The following appeared as my column in the Barnsley Chronicle on 11th December:

For too long the North has been viewed as secondary to London and the south east – an afterthought for too many in Whitehall.

This week, The State of the North report, by the Institute for Public Policy Research, has held up a mirror to the shameful inequalities which have held back the North and shown yet again how stark the divide is. And it is getting worse.

5 million workers in Northern England are still paid below a living wage.

One third of Northern children are living in poverty.

Healthy life expectancy in the North has fallen for 60% of women.

The report also found that the North, which has been hit harder by the pandemic, was left worse prepared for the crisis than the South by cuts.

The report found that the average public health grant cut, under the Conservatives, was around 15% higher in the North than the national average.

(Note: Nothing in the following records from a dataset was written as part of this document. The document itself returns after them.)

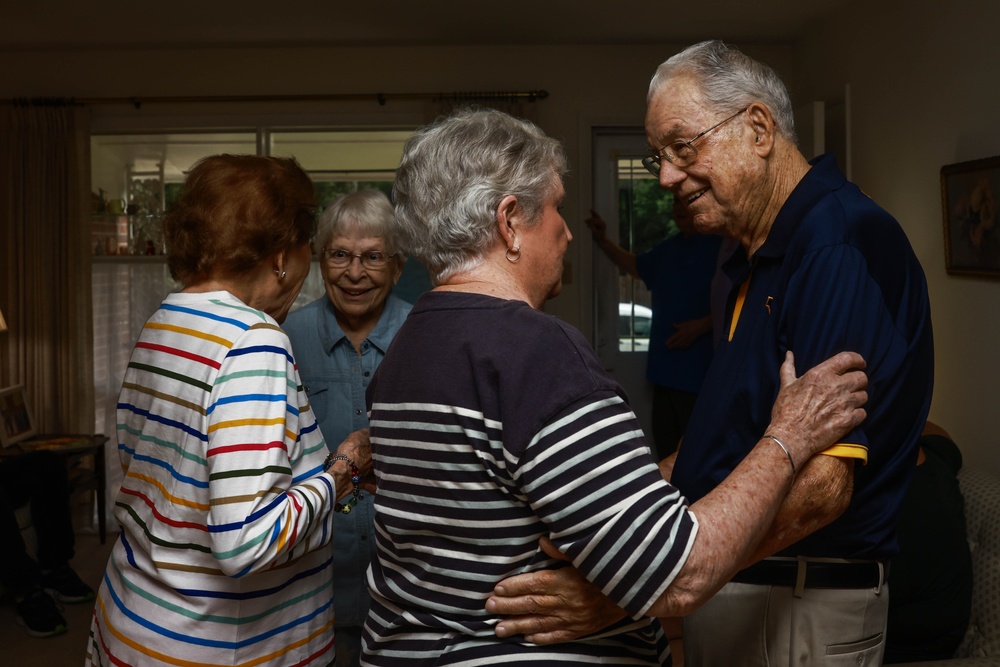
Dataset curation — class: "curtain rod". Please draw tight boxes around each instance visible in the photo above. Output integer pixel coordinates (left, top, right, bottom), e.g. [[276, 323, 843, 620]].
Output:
[[0, 90, 549, 109]]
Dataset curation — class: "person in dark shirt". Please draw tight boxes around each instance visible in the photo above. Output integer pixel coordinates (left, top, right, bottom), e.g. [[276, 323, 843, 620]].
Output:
[[0, 451, 94, 637], [883, 422, 972, 664]]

Public health cuts were also higher in areas where Covid-19 mortality has been the highest.

The areas that have had the highest Covid-19 mortality have experienced three and a half times the public health cuts of areas with the lowest Covid-19 mortality.

We’ve seen a lot of branding and PR from this government.

The report finds that levelling-up is ‘one of the most striking [initiatives] for its lack of detail on how rebalancing is to be achieved.’

But we cannot afford ‘levelling up’ to be a meaningless slogan, as so many other so-called ‘rebalancing’ initiatives have been.

The Tories’ disproportionate cuts to the North have already cost lives and livelihoods.

The true test of any economic recovery must be whether it is felt by everyone no matter where they live – but that must begin with a laser focus on investing in the areas that have long been left behind.

As the IPPR have said, ‘this is a wake-up call. The opportunity to live a good life is becoming increasingly unattainable for too many people in the North of England.’

We cannot afford to miss the opportunity to build back better.

To tackle the crises in poverty, jobs and inequality across our region.

That means towns like Barnsley being at the front of the queue for investment and building back better in 2021 – and I will be fighting day in day out to ensure that that is the case.